After years of saving and planning, our dream to overland through Africa is finally becoming a reality. Along with our Land Cruiser, Michael Buble, we will be travelling through our beautiful continent for 6 months! Woohoo!

About Us

We have been married for two busy years and have lived in Johannesburg all our lives. Ang is a Speech Therapist and Grant, an Environmental Consultant. We both love the outdoors and have dreamt of travelling through Africa together before we were even together (sort of). Please keep in touch and let us know your news. Hope you enjoy the journey with us.

Monday, August 1, 2011

Homeward bound: Kosi Bay to Cozy Jozi

Well, here we are; sitting in our lounge, preparing to post our final blog entry five whole weeks since we arrived back in Joburg. Time flies in this city.

We told some small white lies in our last post regarding the specifics of our return home because we were planning on surprising a heavily pregnant Lisa and Steven on the 25th June. After two lovely nights at Craig and Nadia's spot in Mangusi Hospital, Kosi bay, we woke early and embarked on the very very last road trip of our amazing journey.

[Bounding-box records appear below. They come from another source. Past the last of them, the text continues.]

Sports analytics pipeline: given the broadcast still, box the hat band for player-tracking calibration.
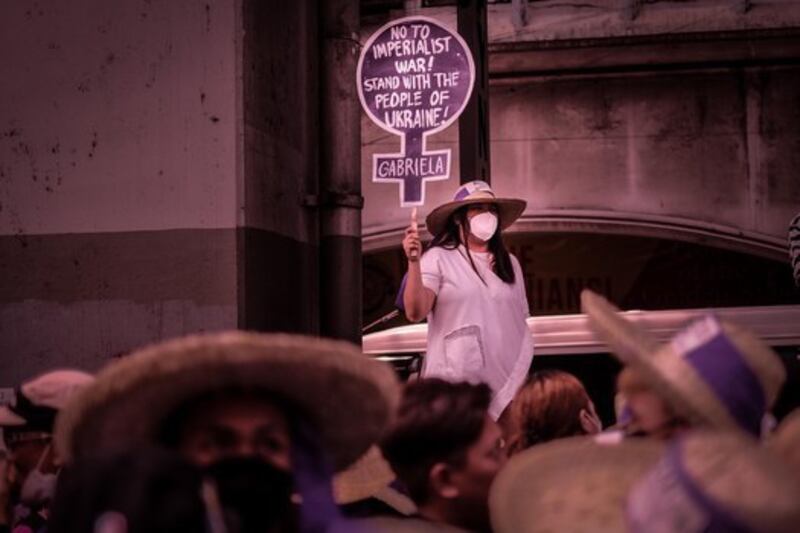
[453,187,495,202]
[684,330,767,436]
[625,440,752,533]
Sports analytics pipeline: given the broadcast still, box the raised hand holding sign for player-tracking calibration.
[357,17,475,207]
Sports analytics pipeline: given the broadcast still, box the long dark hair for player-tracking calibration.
[431,206,515,285]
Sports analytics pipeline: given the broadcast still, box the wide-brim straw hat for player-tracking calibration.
[333,445,417,515]
[425,180,527,235]
[489,436,664,533]
[625,430,800,533]
[581,290,786,435]
[55,331,400,471]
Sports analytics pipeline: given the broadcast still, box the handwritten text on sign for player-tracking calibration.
[358,17,475,206]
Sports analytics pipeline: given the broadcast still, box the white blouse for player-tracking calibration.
[420,246,533,419]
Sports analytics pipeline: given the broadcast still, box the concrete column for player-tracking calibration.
[318,0,363,343]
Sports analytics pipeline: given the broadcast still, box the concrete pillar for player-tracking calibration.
[318,0,363,343]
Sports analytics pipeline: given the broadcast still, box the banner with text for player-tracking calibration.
[357,17,475,207]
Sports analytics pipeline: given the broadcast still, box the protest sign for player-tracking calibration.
[357,16,475,207]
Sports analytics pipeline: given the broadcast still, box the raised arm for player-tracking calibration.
[403,208,436,322]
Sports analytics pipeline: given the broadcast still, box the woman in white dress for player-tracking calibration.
[403,181,533,419]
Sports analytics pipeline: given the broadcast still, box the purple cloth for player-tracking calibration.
[667,440,753,533]
[684,319,766,436]
[292,420,364,533]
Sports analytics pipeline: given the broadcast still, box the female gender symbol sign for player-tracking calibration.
[357,17,475,207]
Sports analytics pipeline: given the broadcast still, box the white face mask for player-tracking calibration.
[19,445,58,507]
[469,211,497,242]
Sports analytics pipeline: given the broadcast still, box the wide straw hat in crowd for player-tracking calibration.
[766,408,800,480]
[489,436,664,533]
[625,430,800,533]
[490,431,800,533]
[425,180,526,235]
[581,290,786,435]
[55,331,400,471]
[0,369,94,432]
[333,445,417,515]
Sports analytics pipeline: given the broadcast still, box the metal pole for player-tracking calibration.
[457,0,492,183]
[317,0,364,344]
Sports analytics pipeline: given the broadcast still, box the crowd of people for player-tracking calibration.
[0,182,800,533]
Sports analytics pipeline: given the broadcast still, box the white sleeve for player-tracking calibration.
[419,248,442,296]
[508,253,531,318]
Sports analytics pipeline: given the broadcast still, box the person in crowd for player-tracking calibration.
[48,447,208,533]
[0,369,94,532]
[766,408,800,480]
[581,290,786,439]
[616,366,691,440]
[401,181,533,420]
[507,370,602,455]
[56,331,399,532]
[364,378,506,532]
[490,429,800,533]
[333,445,417,518]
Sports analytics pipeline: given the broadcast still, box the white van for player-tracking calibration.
[363,305,800,423]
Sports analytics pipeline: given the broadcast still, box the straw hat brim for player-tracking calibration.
[55,331,400,471]
[425,197,527,235]
[680,430,800,533]
[581,291,774,431]
[333,445,395,504]
[489,437,664,533]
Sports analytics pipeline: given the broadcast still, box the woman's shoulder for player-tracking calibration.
[422,246,458,261]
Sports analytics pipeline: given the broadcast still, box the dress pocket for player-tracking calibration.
[444,325,486,383]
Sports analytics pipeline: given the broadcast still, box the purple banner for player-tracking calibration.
[358,17,475,207]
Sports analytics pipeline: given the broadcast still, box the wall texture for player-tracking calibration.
[0,0,241,384]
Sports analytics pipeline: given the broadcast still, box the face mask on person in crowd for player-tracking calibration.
[19,445,58,507]
[469,211,497,242]
[204,457,295,532]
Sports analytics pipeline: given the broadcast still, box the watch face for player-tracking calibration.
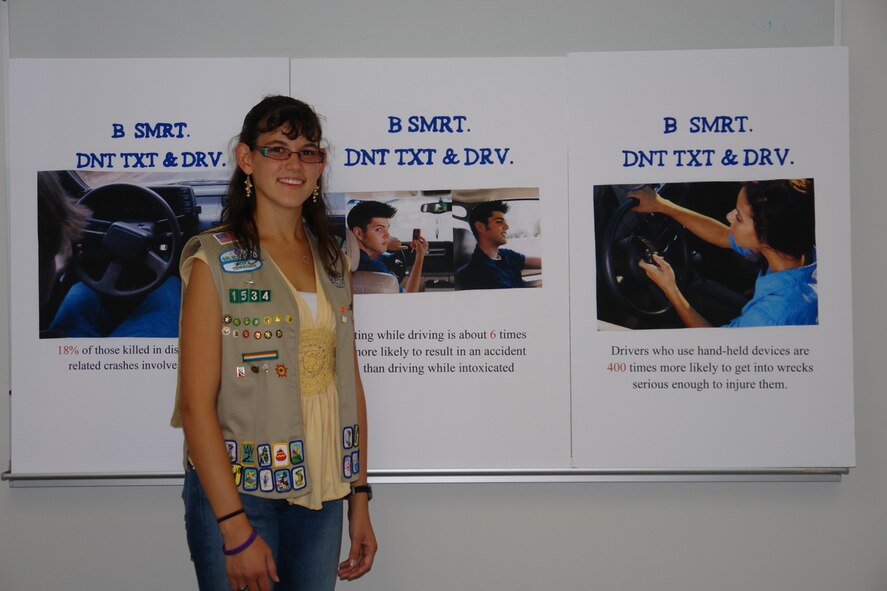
[351,484,373,500]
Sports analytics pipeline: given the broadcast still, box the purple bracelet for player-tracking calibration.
[222,529,259,556]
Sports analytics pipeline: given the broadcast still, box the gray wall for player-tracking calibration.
[0,0,887,591]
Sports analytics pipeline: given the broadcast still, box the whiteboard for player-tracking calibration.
[3,50,855,476]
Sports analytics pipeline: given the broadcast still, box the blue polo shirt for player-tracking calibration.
[724,234,819,327]
[357,249,403,292]
[456,247,527,289]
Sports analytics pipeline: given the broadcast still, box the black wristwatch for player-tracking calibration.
[351,484,373,501]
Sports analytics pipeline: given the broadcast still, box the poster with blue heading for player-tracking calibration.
[568,48,855,471]
[292,58,570,472]
[8,59,289,475]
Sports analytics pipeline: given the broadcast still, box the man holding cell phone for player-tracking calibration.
[347,201,428,293]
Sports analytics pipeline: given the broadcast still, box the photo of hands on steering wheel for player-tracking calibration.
[37,170,228,338]
[594,179,819,330]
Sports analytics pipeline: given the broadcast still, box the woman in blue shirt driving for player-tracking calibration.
[629,179,819,328]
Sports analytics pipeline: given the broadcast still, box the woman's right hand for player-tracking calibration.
[223,518,280,591]
[638,253,678,300]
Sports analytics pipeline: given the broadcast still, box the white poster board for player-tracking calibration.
[568,48,855,471]
[9,59,289,474]
[9,48,855,478]
[292,58,570,471]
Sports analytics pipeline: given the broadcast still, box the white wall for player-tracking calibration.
[0,0,887,591]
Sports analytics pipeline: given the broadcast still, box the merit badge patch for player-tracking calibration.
[256,443,271,468]
[243,468,259,490]
[274,470,293,492]
[219,248,262,273]
[259,470,274,492]
[290,441,305,464]
[213,232,236,244]
[271,443,290,468]
[240,350,278,363]
[293,466,308,490]
[351,451,360,474]
[327,273,345,289]
[231,464,243,486]
[225,439,237,464]
[240,441,256,466]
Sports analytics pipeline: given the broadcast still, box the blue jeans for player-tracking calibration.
[182,468,342,591]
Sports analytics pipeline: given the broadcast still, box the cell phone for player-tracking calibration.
[631,235,659,267]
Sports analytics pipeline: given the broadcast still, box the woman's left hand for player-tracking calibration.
[638,253,678,299]
[339,494,379,581]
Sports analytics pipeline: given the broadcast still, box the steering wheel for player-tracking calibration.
[601,198,689,317]
[74,183,182,297]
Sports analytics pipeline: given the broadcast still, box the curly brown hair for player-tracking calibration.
[222,95,342,275]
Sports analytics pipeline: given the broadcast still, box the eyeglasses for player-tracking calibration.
[253,146,326,164]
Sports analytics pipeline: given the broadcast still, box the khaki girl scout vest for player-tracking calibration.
[171,232,361,499]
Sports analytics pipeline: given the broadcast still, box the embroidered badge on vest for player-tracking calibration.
[219,248,262,273]
[327,273,345,289]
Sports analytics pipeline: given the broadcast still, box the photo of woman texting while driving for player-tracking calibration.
[628,179,819,328]
[172,96,377,591]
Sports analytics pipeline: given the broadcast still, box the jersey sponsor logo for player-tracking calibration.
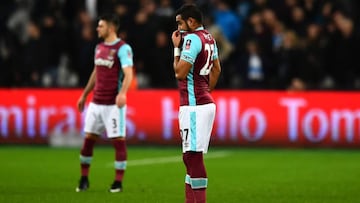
[95,58,114,68]
[185,39,191,49]
[108,49,116,60]
[128,50,132,58]
[203,33,212,41]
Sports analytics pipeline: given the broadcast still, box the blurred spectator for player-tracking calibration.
[238,41,270,89]
[0,0,360,90]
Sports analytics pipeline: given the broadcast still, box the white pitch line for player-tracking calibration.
[107,151,230,166]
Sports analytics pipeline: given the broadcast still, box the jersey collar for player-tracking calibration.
[104,38,121,45]
[195,26,204,31]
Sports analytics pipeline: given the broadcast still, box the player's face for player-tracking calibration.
[96,20,109,38]
[176,15,190,32]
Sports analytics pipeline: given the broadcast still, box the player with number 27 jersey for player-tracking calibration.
[178,27,218,106]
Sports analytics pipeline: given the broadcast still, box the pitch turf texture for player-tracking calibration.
[0,145,360,203]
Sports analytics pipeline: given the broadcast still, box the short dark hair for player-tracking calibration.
[98,13,120,32]
[175,4,203,24]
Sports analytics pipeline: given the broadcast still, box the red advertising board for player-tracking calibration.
[0,89,360,148]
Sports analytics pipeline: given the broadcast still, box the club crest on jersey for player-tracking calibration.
[108,49,116,60]
[185,39,191,49]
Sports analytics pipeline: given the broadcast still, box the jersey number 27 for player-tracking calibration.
[200,43,214,75]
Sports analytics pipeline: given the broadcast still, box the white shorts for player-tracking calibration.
[84,102,126,138]
[179,103,216,153]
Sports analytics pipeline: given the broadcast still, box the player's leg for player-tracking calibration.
[76,103,104,192]
[186,151,208,203]
[183,104,215,203]
[179,106,195,203]
[183,152,195,203]
[106,105,127,192]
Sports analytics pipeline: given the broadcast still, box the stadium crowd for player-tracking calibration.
[0,0,360,90]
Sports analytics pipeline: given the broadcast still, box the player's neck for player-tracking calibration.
[191,24,204,32]
[104,34,118,43]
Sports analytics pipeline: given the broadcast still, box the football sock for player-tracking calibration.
[80,137,96,176]
[112,139,127,181]
[187,152,207,203]
[193,188,206,203]
[183,153,195,203]
[185,183,195,203]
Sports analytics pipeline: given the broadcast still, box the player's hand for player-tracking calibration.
[77,96,86,112]
[171,30,181,48]
[115,93,126,108]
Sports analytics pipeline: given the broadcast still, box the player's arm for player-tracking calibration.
[115,44,134,108]
[209,59,221,92]
[77,67,96,112]
[174,57,192,80]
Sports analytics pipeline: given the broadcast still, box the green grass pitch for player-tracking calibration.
[0,145,360,203]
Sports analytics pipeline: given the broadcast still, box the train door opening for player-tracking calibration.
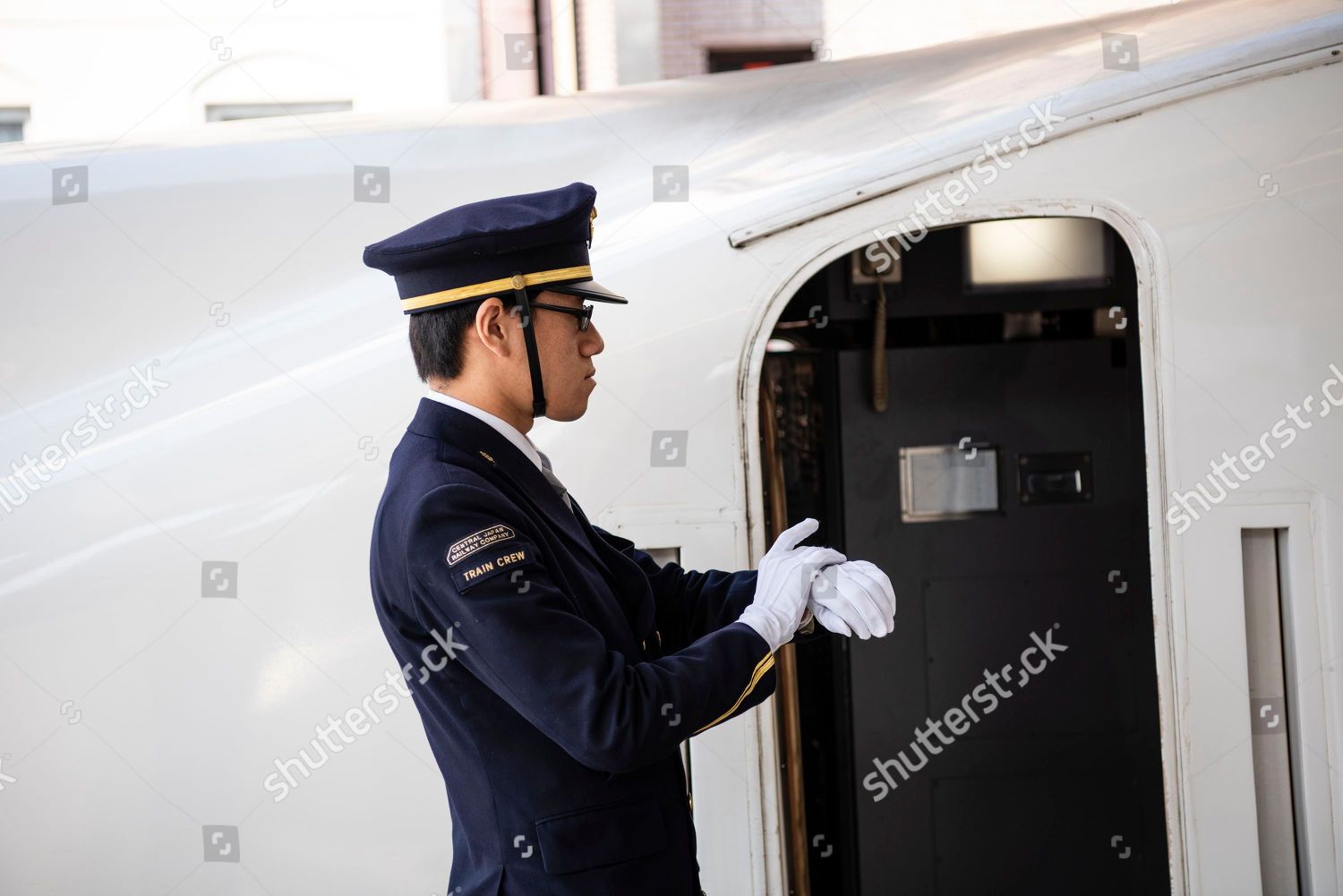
[760,218,1170,896]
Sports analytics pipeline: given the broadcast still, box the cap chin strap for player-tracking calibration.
[513,271,545,416]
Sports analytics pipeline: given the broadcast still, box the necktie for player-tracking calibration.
[536,448,574,513]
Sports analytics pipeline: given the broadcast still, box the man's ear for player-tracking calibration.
[475,295,518,357]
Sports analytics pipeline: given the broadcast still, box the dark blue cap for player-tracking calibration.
[364,183,628,314]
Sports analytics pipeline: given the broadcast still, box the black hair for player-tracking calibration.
[410,295,513,383]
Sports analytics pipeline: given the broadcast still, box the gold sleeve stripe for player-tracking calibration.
[402,265,593,311]
[690,653,774,738]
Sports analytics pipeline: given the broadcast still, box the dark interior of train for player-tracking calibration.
[760,218,1170,896]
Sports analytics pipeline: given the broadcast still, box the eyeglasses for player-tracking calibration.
[529,303,593,332]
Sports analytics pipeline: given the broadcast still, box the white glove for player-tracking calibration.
[808,560,896,641]
[739,517,848,653]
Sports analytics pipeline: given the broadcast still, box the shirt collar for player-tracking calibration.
[424,389,542,470]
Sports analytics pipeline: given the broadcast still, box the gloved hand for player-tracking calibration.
[808,560,896,641]
[739,517,848,653]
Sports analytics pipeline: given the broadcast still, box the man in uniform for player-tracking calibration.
[364,183,894,896]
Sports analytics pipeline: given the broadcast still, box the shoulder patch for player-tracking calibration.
[453,540,537,593]
[446,523,518,567]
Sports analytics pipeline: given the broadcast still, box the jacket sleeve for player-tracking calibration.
[407,483,774,773]
[593,525,829,650]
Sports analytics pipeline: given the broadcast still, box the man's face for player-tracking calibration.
[523,290,606,421]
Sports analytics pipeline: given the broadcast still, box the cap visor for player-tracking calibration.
[535,279,630,305]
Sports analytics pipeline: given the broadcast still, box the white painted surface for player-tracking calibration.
[0,0,1343,896]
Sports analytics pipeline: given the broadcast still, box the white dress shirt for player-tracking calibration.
[424,389,542,470]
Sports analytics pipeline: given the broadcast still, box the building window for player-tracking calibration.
[206,99,355,121]
[0,107,29,144]
[709,46,817,73]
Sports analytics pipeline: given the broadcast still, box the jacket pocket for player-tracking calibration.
[536,797,668,875]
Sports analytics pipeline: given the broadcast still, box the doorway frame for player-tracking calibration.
[738,200,1193,896]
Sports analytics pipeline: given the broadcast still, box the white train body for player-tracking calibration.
[0,0,1343,896]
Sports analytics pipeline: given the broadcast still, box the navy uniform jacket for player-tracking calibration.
[371,397,822,896]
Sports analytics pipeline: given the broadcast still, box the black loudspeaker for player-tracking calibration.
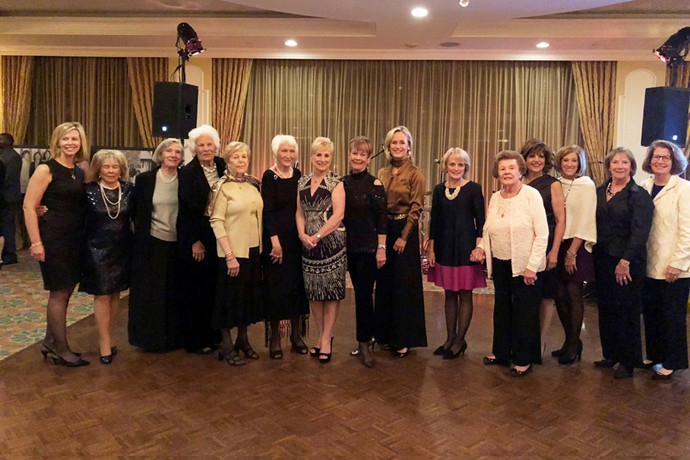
[642,86,690,147]
[151,82,199,139]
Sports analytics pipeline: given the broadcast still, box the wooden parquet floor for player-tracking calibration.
[0,291,690,459]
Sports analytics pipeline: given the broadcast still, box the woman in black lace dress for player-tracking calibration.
[24,122,89,367]
[79,150,134,364]
[261,134,309,359]
[296,137,347,363]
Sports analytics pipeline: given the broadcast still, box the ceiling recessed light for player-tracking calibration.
[410,6,429,18]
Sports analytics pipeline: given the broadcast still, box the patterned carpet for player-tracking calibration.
[0,251,93,361]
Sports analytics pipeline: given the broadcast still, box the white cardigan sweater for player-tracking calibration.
[640,176,690,280]
[477,186,549,277]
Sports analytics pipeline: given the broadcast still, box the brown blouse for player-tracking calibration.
[378,161,426,241]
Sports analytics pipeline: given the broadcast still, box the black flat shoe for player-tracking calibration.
[652,370,676,380]
[443,342,467,359]
[594,358,616,369]
[510,364,532,377]
[484,356,510,366]
[434,345,446,356]
[393,347,412,359]
[613,364,633,379]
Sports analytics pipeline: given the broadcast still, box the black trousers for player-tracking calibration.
[347,252,378,342]
[594,253,645,367]
[642,278,690,369]
[492,258,541,366]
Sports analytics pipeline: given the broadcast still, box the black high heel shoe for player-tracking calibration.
[443,342,467,359]
[558,340,582,364]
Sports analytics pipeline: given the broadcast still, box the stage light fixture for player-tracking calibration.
[654,27,690,65]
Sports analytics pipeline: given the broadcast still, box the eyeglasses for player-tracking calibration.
[652,155,671,163]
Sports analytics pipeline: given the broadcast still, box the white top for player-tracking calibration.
[640,176,690,280]
[477,186,549,277]
[560,176,597,252]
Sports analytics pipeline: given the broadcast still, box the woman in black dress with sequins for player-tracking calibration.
[261,134,309,359]
[24,122,89,367]
[79,150,134,364]
[343,137,388,367]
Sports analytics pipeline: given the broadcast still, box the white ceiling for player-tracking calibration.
[0,0,690,60]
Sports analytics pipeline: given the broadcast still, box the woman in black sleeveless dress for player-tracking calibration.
[24,122,89,367]
[79,150,134,364]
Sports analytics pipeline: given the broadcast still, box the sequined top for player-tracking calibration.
[378,160,426,240]
[343,170,388,253]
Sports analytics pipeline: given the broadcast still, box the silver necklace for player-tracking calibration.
[98,182,122,220]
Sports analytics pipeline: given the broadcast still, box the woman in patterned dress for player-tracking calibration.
[296,137,347,363]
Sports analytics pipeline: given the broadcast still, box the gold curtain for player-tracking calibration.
[27,57,141,147]
[127,58,168,148]
[572,61,617,184]
[242,60,579,203]
[2,56,34,145]
[211,59,252,144]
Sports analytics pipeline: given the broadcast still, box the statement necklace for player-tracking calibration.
[98,182,122,220]
[445,181,462,201]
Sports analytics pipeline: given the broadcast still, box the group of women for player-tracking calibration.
[24,119,690,379]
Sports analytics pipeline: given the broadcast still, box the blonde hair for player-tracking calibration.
[86,150,129,182]
[50,121,90,164]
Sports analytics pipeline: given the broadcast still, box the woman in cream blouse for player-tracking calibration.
[209,142,263,366]
[470,150,549,377]
[641,141,690,380]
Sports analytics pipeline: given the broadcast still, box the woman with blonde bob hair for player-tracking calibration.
[376,126,427,358]
[295,137,347,364]
[79,150,134,364]
[208,141,263,366]
[428,147,486,359]
[640,140,690,380]
[551,145,597,364]
[24,122,89,367]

We listened to all our favourite trip songs and got lost in our thoughts as we prepared ourselves for 'going home'. The sight of the fully completed N4 and N3 highways was impressive. The world-class quality of our city struck us in comparison to the cities we have driven through and stayed in over the past 6 months. We felt quite proud actually.

With bubbling excitement we pulled into the driveway of Lisa and Steven's complex and begged the security guard to let us in so we could surprise them. My likeness to Lisa stood in our favour and he let us in! After a series of knocks on their door, we were faced with a stunned Steven and were run into by a bowling-ball Lisa! We surprised them fully and it was so wonderful to see them and catch up after 6 months. Four days later our beautiful niece, June Valerie Barrett arrived, and we are completey in-love with her!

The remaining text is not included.